財務の
スペシャリストとして、
企業の血脈をつくる。
わたしの使命

大学時代は、幅広い商品を扱っている商社に魅力を感じ、その中でも伊藤忠はセミナーで出会った社員がとても印象的でした。入社後も当然、自分でビジネスをどんどん仕掛けていくような仕事をするものだと思っていました。ところが、実際に配属になったのは財務経理。まったく想定外の領域だったこともあり、正直なところ新人の時代はこの仕事をあまり好きになれませんでした。ただ、そんな私も 2 年、3 年と財務経理の仕事に携わるうちに、税務や会計といった側面からビジネスを支えることの重要性を実感するようになっていきました。事業に投資をするときには営業と一体となり資産価値や企業評価など会計・税務的な側面から積極的に関与をしていきますし、事業を閉じるときには 100 の損を 50 にするために駆け回ることもあります。なにもデスクの上で作業をすることだけが私たちの仕事ではありません。専門性を活かして事業運営を支えることには大きな意味がある。そのことに気づいてからは積極的に知識を吸収するようになりましたし、財務経理に携わっていることに誇りを持てるようになっていきました。
商社におけるファイナンス (資金調達) 機能は非常に重要で、格付け機関や金融機関から「ファイナンスカンパニー」とカテゴライズされることもある程です。私たちのビジネスモデルはトレードや投資など多岐にわたりますが、お金がなければ投資はおろか会社を回すことさえできません。現在は総本社で資金調達を主に担当しているのですが、伊藤忠の運営に必要な資金は約 2 兆円にのぼります。銀行からの金利が 1 % 下がるだけで 200 億円の利益が生まれますし、世間一般のイメージとは違って能動的な行動、粘り強い交渉が求められる仕事でもあります。大きなプロジェクトが始まる際には数百億規模の借入れを行うこともあるのですが、条件交渉が難航することも少なくありません。自分の行動一つひとつが営業の社員が作り出したビジネスの成功に紐づいていますし、有利な条件で融資を獲得できたときは私たちの仕事の意義を強く感じます。資金は、企業の血脈そのもの。財務という側面から、強固なビジネス基盤をつくっていく。それこそが私の使命だと考えています。

現在は総本社でコーポレートファイナンスという大きな視点で財務に関わっていますが、将来的にはより営業に近いところでスペシャリストとしての力を発揮していきたいと考えています。財務、会計、税務が不要なビジネスはありません。
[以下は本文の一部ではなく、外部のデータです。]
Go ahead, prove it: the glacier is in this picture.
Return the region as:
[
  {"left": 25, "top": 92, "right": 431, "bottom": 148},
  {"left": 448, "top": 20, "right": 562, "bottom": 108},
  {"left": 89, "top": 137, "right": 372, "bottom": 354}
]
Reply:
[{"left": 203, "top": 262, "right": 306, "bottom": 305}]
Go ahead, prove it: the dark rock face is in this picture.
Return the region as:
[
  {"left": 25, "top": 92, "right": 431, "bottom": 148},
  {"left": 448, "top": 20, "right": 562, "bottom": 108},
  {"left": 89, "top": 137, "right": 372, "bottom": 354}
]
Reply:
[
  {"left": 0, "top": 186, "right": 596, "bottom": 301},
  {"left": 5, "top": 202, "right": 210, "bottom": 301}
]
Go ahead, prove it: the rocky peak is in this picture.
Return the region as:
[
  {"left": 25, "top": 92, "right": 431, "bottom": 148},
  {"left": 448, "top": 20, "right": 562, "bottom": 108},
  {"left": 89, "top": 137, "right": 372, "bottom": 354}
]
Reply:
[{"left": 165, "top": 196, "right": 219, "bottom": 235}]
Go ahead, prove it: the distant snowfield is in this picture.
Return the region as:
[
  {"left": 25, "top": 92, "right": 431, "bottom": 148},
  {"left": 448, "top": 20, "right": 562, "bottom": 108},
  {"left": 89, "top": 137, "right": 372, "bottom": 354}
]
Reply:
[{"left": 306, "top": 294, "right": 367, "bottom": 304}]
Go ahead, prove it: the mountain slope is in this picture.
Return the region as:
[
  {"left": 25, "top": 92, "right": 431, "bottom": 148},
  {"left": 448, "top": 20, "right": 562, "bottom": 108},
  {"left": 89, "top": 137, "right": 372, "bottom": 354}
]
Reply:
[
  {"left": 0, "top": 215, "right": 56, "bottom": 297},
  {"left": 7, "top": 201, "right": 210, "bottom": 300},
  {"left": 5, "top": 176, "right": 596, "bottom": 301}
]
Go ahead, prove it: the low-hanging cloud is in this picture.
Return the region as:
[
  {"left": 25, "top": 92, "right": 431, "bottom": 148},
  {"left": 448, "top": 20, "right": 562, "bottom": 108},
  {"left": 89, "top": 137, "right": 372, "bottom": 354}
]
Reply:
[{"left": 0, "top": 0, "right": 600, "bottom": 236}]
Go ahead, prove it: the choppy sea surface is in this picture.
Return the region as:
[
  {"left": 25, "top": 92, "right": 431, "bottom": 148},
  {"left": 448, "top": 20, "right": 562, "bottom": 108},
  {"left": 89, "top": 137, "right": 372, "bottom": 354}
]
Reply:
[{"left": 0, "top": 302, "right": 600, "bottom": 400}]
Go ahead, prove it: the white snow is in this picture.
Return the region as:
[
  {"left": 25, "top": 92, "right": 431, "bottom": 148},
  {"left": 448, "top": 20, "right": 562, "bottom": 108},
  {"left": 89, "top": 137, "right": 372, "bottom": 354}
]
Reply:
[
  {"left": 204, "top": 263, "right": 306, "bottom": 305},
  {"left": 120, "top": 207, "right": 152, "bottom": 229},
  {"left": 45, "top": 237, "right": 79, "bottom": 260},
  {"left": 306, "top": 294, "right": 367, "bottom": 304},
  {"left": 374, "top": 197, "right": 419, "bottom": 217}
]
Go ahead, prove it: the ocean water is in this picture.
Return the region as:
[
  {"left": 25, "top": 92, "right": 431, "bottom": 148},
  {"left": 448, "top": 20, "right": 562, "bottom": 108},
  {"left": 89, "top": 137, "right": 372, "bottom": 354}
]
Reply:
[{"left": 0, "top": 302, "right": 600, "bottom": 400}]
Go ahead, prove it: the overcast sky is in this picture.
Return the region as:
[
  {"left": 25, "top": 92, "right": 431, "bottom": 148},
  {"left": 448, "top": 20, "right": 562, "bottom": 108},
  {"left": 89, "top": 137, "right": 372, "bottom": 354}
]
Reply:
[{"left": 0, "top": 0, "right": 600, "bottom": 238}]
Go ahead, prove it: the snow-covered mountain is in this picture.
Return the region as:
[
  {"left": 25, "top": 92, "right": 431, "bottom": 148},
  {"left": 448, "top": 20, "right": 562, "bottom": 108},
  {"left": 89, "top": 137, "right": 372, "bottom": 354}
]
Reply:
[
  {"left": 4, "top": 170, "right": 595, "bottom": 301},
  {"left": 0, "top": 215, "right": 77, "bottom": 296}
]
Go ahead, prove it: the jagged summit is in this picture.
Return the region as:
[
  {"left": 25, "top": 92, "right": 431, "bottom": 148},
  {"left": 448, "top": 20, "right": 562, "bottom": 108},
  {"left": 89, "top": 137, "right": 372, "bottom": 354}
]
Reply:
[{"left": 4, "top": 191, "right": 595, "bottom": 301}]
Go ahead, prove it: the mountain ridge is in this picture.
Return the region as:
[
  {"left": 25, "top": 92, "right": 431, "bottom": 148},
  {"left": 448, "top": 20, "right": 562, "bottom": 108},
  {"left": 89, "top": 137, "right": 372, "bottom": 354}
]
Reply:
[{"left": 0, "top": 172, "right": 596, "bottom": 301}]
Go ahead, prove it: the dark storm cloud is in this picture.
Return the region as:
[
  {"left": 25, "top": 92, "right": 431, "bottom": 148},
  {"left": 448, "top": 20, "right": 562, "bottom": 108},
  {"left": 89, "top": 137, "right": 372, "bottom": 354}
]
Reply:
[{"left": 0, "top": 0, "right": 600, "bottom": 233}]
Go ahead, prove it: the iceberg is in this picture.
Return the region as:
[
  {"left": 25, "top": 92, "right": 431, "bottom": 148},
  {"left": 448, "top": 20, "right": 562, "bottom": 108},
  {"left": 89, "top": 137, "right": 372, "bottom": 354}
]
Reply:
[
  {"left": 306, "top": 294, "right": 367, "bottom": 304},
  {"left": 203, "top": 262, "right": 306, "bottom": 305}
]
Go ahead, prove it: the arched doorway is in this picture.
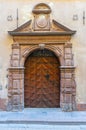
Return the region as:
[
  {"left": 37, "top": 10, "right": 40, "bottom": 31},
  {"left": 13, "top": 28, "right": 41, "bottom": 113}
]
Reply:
[{"left": 24, "top": 49, "right": 60, "bottom": 108}]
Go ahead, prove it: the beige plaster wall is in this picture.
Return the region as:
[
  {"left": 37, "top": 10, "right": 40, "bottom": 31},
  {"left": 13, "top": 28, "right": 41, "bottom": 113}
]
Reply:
[{"left": 0, "top": 0, "right": 86, "bottom": 104}]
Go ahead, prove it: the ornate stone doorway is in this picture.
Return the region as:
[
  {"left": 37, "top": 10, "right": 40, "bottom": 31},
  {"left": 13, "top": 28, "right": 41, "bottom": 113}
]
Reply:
[
  {"left": 24, "top": 49, "right": 60, "bottom": 108},
  {"left": 7, "top": 3, "right": 76, "bottom": 111}
]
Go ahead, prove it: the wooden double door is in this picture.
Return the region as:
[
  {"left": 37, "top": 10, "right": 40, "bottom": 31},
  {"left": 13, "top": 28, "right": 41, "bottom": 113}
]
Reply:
[{"left": 24, "top": 49, "right": 60, "bottom": 108}]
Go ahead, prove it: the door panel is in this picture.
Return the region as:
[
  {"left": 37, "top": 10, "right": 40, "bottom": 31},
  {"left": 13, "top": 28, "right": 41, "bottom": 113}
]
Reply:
[{"left": 24, "top": 50, "right": 60, "bottom": 108}]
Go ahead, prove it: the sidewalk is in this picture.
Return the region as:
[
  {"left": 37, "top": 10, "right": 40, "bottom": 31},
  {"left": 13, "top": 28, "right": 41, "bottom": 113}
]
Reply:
[
  {"left": 0, "top": 108, "right": 86, "bottom": 130},
  {"left": 0, "top": 108, "right": 86, "bottom": 124}
]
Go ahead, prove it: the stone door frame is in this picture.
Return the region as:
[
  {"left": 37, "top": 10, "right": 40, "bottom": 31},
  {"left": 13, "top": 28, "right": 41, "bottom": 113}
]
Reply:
[{"left": 7, "top": 37, "right": 76, "bottom": 111}]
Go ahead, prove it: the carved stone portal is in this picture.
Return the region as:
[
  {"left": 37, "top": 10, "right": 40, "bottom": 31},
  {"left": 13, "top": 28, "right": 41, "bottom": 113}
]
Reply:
[{"left": 7, "top": 3, "right": 76, "bottom": 111}]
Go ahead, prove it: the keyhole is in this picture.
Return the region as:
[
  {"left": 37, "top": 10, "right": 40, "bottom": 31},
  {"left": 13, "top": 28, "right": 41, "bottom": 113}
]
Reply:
[{"left": 45, "top": 74, "right": 50, "bottom": 80}]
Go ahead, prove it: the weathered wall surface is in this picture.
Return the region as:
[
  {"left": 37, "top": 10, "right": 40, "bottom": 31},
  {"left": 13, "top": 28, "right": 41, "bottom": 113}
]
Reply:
[{"left": 0, "top": 0, "right": 86, "bottom": 109}]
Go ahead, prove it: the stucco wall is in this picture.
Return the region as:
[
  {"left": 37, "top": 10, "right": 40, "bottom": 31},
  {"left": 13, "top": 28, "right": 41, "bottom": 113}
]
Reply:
[{"left": 0, "top": 0, "right": 86, "bottom": 104}]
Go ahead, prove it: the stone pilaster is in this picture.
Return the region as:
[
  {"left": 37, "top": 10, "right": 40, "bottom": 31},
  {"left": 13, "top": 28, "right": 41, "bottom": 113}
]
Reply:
[{"left": 7, "top": 67, "right": 24, "bottom": 111}]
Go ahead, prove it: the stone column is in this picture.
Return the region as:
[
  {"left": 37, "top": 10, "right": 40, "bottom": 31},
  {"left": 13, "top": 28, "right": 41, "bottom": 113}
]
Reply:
[
  {"left": 8, "top": 67, "right": 24, "bottom": 111},
  {"left": 7, "top": 44, "right": 24, "bottom": 111},
  {"left": 60, "top": 43, "right": 76, "bottom": 111}
]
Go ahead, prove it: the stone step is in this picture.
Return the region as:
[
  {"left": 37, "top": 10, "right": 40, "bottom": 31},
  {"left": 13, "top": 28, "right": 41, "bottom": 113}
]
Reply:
[{"left": 0, "top": 124, "right": 86, "bottom": 130}]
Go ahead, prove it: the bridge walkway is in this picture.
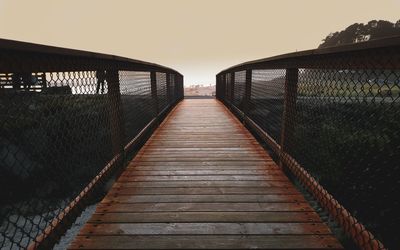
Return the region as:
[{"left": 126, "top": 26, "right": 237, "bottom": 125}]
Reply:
[{"left": 70, "top": 99, "right": 342, "bottom": 249}]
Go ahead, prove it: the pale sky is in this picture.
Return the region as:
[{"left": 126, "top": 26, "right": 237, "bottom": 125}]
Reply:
[{"left": 0, "top": 0, "right": 400, "bottom": 85}]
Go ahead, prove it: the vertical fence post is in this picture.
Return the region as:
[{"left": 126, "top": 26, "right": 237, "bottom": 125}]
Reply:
[
  {"left": 150, "top": 71, "right": 160, "bottom": 117},
  {"left": 229, "top": 72, "right": 235, "bottom": 105},
  {"left": 106, "top": 70, "right": 125, "bottom": 156},
  {"left": 243, "top": 69, "right": 252, "bottom": 120},
  {"left": 279, "top": 68, "right": 299, "bottom": 167},
  {"left": 165, "top": 73, "right": 172, "bottom": 105}
]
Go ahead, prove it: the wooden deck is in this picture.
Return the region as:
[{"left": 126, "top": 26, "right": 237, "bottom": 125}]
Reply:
[{"left": 70, "top": 99, "right": 342, "bottom": 249}]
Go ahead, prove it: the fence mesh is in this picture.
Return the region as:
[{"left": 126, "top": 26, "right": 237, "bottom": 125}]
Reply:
[
  {"left": 0, "top": 40, "right": 183, "bottom": 249},
  {"left": 217, "top": 40, "right": 400, "bottom": 249}
]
借入や会計・税務の手法を検討することで事業の利益拡大に貢献する事が出来ますし、専門家が活躍できる舞台は想像以上に広がっていると思います。そして、いずれはプロジェクト立ち上げの際に財務責任者として参画するような専門家になっていきたい。入社以前からいつかは自分でビジネスを手掛けたいと思っていましたし、国内外問わず事業経営に貢献していけたらと考えています。私は自分の信念に「日々成長」という言葉を選びましたが、今はまだまだ発展途上。直近では新聞に取り上げられるようなグローバルな資金決済の仕組みづくりにもチャレンジしましたが、そういう経験を積むなかで一歩ずつ成長していければと考えています。伊藤忠には若いうちからどんどん仕事を任せていく風土がありますが、それは財務経理という領域でも同じ。この環境を活かしながら、伊藤忠になくてはならないスペシャリストになっていけたら嬉しいですね。
| 2004 年 | 繊維カンパニーの経理業務を担当 |
|---|---|
| 2005 年 8 月 | 語学研修としてフロリダへ |
| 2005 年 12 月 | Prominent NY へ長期出張 |
| 2006 年 | 繊維カンパニーの経理業務を担当 |
| 2008 年 | Itochu Singapore へ実務研修 |
| 2010 年 | 伊藤忠シェアードマネジメントサービスで財務業務を担当 |
| 2012 年 ~ | 総本社において財務業務を担当 |

週末に息子をおもちゃ王国に連れて行った時の写真です。子供の吸収力と成長のスピードには本当に驚かされます。自分も負けずに吸収し、日々成長出来ればと思っています。

正下 淳博
コーポレートファイナンス室
立命館大学卒業。34 歳。2004 年入社。繊維カンパニー配属後、繊維管理部繊維管理室第三チームへ。経理のスペシャリストとしてキャリアをスタートさせる。その後、東京本社に異動。現在は財務部で資金調達に奔走している。